The final recipient did not have a donor partner but was on Sharp Memorial’s transplant list. Mollo said the registry is now working on a new transplant chain.
“This is why we get up and go to work,” said Dr. Barry Browne, who performed the transplants at Sharp Memorial.
“With this new way of facilitating transplants, we can do a lot more,” he said. “This allows people who have waited 5-10 years — our last patient waited 12 years — to move up right away and get a kidney transplant.”
Last year, 16,829 kidney transplants were done in the United States. The median wait time nationwide is more than four years and almost 86,000 people are awaiting a transplant, according to the United Network for Organ Sharing.
The agency has contracted with the U.S. Department of Health and Human Services since 1986 to administer a national cadaver organ transplant network.
There has been no nationwide program for live donor transplants, however, and transplant centers have relied on their own networks to find suitable organs.

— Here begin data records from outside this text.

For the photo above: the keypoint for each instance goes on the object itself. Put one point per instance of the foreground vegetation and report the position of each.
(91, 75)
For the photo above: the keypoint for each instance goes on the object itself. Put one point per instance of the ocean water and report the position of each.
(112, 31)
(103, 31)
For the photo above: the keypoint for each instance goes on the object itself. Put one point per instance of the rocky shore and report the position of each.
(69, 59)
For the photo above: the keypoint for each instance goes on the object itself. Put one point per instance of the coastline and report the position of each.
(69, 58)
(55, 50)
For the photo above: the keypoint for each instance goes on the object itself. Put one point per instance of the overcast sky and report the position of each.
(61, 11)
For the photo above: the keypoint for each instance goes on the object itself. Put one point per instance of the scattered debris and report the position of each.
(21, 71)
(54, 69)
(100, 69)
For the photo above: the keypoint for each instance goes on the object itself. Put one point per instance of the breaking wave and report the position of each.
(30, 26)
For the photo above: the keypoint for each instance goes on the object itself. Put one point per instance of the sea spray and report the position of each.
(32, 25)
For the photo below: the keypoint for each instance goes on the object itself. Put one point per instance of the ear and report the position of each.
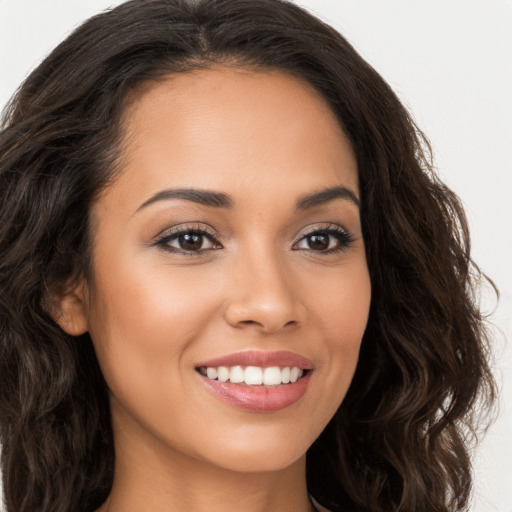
(69, 310)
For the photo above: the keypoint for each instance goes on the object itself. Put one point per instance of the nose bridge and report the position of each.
(262, 290)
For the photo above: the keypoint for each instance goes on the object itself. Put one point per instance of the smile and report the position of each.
(253, 375)
(258, 381)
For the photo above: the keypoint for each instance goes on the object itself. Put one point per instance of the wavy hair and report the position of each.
(399, 441)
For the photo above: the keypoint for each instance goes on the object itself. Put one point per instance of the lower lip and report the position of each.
(259, 398)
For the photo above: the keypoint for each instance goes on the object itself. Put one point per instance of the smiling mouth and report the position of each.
(252, 376)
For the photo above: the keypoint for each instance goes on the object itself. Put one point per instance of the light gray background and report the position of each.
(450, 62)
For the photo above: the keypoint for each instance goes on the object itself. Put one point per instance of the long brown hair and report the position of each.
(399, 440)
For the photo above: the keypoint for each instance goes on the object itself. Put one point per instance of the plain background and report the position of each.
(450, 61)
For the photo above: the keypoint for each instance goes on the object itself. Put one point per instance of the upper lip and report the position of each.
(263, 359)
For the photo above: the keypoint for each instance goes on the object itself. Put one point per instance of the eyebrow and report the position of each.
(325, 196)
(204, 197)
(221, 200)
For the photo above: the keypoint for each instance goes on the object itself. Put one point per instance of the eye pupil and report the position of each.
(318, 241)
(191, 241)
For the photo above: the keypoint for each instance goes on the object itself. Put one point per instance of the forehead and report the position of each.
(231, 128)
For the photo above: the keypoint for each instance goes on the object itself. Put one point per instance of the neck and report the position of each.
(153, 476)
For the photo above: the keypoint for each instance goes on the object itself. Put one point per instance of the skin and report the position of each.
(266, 140)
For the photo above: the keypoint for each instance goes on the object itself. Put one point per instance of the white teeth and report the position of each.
(222, 373)
(254, 375)
(237, 374)
(294, 374)
(272, 376)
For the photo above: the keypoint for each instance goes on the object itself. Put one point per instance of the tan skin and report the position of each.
(252, 282)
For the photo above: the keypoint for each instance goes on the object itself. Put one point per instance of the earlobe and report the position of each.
(70, 311)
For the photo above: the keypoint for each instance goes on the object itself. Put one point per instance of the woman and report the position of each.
(229, 278)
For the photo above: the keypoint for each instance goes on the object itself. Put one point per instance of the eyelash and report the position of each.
(344, 239)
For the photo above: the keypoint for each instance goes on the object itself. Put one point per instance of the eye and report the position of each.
(325, 240)
(188, 240)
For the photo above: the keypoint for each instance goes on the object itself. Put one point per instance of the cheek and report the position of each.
(137, 322)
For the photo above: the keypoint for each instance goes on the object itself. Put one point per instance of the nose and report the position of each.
(262, 294)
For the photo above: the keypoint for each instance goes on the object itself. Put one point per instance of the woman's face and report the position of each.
(231, 239)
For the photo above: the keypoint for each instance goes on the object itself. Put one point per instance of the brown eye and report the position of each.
(326, 240)
(318, 241)
(190, 241)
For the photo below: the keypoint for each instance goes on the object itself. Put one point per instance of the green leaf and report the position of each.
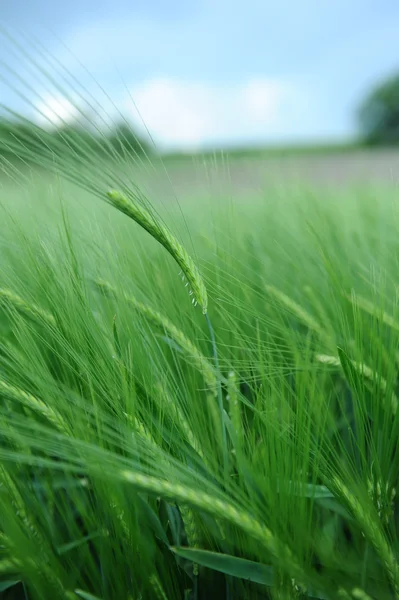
(230, 565)
(153, 520)
(352, 376)
(5, 585)
(86, 595)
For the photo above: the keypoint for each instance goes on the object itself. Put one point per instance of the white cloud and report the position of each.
(56, 111)
(262, 99)
(189, 114)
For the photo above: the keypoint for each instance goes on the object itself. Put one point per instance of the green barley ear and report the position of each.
(168, 241)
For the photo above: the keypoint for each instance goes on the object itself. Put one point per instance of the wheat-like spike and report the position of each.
(176, 413)
(372, 532)
(196, 357)
(18, 395)
(365, 372)
(29, 310)
(159, 232)
(221, 509)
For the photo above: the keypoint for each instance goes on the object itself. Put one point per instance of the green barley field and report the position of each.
(199, 374)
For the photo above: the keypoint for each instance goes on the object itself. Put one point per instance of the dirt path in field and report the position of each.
(252, 175)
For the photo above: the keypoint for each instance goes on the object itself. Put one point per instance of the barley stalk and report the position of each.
(18, 395)
(159, 232)
(29, 310)
(372, 532)
(218, 508)
(296, 309)
(365, 372)
(197, 359)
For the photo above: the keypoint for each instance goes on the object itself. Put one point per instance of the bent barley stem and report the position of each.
(159, 232)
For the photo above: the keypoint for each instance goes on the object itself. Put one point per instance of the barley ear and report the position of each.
(158, 231)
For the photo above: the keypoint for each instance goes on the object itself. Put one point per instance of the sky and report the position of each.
(210, 73)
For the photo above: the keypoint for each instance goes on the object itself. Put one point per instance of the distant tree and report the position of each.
(379, 113)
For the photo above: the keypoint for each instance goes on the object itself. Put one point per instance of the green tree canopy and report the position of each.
(379, 113)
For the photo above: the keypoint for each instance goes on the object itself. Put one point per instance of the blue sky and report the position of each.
(219, 72)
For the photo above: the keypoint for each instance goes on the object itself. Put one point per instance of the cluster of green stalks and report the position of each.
(150, 449)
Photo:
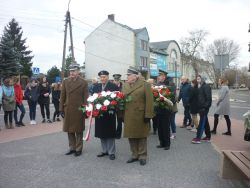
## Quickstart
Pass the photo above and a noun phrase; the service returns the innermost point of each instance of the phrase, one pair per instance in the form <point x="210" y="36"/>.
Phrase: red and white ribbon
<point x="87" y="136"/>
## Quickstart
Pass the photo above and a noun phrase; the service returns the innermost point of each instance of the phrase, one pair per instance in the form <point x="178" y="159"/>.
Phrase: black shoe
<point x="213" y="132"/>
<point x="131" y="160"/>
<point x="102" y="154"/>
<point x="227" y="133"/>
<point x="142" y="162"/>
<point x="160" y="146"/>
<point x="21" y="124"/>
<point x="78" y="153"/>
<point x="112" y="157"/>
<point x="70" y="152"/>
<point x="166" y="148"/>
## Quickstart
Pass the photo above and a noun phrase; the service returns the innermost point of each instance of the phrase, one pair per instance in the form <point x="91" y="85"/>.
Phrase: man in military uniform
<point x="74" y="93"/>
<point x="137" y="115"/>
<point x="163" y="115"/>
<point x="105" y="126"/>
<point x="118" y="82"/>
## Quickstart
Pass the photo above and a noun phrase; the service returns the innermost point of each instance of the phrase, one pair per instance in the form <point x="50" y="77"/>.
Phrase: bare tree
<point x="223" y="46"/>
<point x="192" y="46"/>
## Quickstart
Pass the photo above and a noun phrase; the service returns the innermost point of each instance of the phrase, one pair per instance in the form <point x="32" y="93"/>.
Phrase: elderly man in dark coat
<point x="74" y="93"/>
<point x="105" y="126"/>
<point x="137" y="115"/>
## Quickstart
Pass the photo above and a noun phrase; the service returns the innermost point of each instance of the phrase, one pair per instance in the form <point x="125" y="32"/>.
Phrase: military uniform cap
<point x="132" y="70"/>
<point x="162" y="72"/>
<point x="117" y="76"/>
<point x="103" y="72"/>
<point x="74" y="66"/>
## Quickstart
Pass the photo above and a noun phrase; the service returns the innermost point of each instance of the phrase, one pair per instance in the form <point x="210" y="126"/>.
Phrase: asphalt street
<point x="40" y="162"/>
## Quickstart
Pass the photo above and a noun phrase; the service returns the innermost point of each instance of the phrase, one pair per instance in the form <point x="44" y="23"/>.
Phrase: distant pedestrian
<point x="32" y="94"/>
<point x="9" y="103"/>
<point x="56" y="92"/>
<point x="184" y="96"/>
<point x="19" y="103"/>
<point x="94" y="81"/>
<point x="205" y="101"/>
<point x="223" y="107"/>
<point x="44" y="99"/>
<point x="74" y="93"/>
<point x="117" y="81"/>
<point x="105" y="126"/>
<point x="137" y="115"/>
<point x="1" y="95"/>
<point x="194" y="108"/>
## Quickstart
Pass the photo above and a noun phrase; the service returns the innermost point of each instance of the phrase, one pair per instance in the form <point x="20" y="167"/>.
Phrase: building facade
<point x="114" y="47"/>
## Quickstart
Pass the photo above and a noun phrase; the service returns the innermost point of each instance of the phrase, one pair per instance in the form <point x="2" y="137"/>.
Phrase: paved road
<point x="40" y="162"/>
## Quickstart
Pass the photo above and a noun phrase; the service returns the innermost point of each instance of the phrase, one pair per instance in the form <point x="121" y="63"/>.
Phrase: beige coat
<point x="73" y="95"/>
<point x="140" y="107"/>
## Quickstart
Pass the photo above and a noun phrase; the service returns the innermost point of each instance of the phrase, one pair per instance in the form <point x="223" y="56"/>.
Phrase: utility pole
<point x="67" y="21"/>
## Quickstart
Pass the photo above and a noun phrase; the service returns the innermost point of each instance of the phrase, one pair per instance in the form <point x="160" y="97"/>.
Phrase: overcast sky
<point x="42" y="22"/>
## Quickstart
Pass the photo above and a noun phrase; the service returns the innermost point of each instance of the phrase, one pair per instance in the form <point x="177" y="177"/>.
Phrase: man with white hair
<point x="184" y="96"/>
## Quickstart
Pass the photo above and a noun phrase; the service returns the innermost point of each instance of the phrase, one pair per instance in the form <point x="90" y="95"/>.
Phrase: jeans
<point x="172" y="122"/>
<point x="22" y="109"/>
<point x="203" y="124"/>
<point x="46" y="106"/>
<point x="187" y="116"/>
<point x="32" y="107"/>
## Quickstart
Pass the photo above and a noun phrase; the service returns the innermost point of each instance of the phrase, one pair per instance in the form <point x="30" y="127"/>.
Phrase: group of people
<point x="197" y="99"/>
<point x="69" y="95"/>
<point x="36" y="92"/>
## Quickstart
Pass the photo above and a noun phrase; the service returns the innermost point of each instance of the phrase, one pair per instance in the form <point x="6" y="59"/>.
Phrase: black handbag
<point x="247" y="135"/>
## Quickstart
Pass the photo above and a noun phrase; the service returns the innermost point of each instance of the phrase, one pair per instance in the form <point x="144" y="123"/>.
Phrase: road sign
<point x="35" y="70"/>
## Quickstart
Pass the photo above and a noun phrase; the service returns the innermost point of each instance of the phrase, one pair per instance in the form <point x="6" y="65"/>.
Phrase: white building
<point x="114" y="47"/>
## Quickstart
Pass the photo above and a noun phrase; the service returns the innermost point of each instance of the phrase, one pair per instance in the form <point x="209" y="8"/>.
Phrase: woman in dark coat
<point x="193" y="101"/>
<point x="44" y="99"/>
<point x="105" y="126"/>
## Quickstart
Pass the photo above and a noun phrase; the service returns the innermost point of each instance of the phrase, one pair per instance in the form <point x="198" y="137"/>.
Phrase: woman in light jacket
<point x="222" y="107"/>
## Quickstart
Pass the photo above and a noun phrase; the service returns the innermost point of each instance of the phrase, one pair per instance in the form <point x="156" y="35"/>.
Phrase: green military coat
<point x="73" y="95"/>
<point x="141" y="106"/>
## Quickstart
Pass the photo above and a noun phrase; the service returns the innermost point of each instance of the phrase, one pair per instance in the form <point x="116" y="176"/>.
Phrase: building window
<point x="144" y="45"/>
<point x="144" y="62"/>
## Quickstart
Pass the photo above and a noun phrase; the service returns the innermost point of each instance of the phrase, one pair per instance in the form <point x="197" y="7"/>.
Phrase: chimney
<point x="111" y="17"/>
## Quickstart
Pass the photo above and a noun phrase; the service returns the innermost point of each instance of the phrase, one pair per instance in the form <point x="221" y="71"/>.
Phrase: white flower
<point x="108" y="92"/>
<point x="95" y="95"/>
<point x="106" y="102"/>
<point x="89" y="107"/>
<point x="113" y="95"/>
<point x="91" y="99"/>
<point x="98" y="106"/>
<point x="104" y="93"/>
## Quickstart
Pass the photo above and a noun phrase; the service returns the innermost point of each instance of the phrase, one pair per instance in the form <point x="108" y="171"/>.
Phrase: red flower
<point x="88" y="113"/>
<point x="95" y="113"/>
<point x="120" y="95"/>
<point x="104" y="108"/>
<point x="155" y="94"/>
<point x="113" y="103"/>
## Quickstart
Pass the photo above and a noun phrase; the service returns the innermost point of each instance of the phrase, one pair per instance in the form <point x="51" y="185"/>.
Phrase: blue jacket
<point x="185" y="93"/>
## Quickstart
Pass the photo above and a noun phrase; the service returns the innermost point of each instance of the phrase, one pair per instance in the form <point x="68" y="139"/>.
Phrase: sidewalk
<point x="33" y="157"/>
<point x="219" y="141"/>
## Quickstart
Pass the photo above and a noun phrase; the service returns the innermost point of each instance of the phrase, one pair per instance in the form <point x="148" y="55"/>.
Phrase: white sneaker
<point x="194" y="130"/>
<point x="172" y="136"/>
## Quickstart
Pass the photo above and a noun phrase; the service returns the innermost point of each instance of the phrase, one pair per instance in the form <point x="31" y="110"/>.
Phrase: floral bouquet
<point x="103" y="102"/>
<point x="163" y="97"/>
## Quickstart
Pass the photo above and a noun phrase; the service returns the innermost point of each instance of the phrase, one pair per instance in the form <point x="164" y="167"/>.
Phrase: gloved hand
<point x="202" y="111"/>
<point x="146" y="120"/>
<point x="62" y="114"/>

Donors and patients also have turned to the Internet, with MatchingDonors.com creating the largest online network.
UNOS started a pilot program this year for kidney paired-donation transplants and five medical centers will participate.
“We expect to have the first of these chains done in the fall,” said UNOS spokeswoman Anne Paschke.
Browne said the need for kidney transplants is expected to continue growing because the leading causes of kidney failure — including diabetes, high blood pressure and obesity — continue to escalate.
Browne called kidney failure “a disease of the working poor” who often can’t afford a healthy diet or to go to the doctor with early symptoms of illness.
More than 600,000 people in the U.S. are on dialysis, including about 2,500 people in San Diego and Imperial counties, and a third are candidates for transplant, Browne said.
The surgery would substantially improve and lengthen their lives, he said.
“The average person with a kidney transplant will live 10 years longer than someone who stays on dialysis,” he said. “Most importantly, you’re no longer hooked up to a machine three days a week, so your quality of life goes up substantially.
“Following a transplant, you can go back to work full time, you can go back to school full time, so it’s really a new shot at life. They really are the happiest patients in the hospital.”
Oscar Ayub was clearly happy on Friday, jokingly pretending to dance from his hospital chair. He is expected to head home early next week and Rita is due to be released from the hospital today. Aside from a little soreness, she said she felt fine and Browne said she will function normally with her one remaining kidney.
The couple said they hope their experience will encourage others not to be fearful about donating an organ.
“They’re giving life to somebody else, like she gave to me,” Oscar said as he reached for his wife’s hand.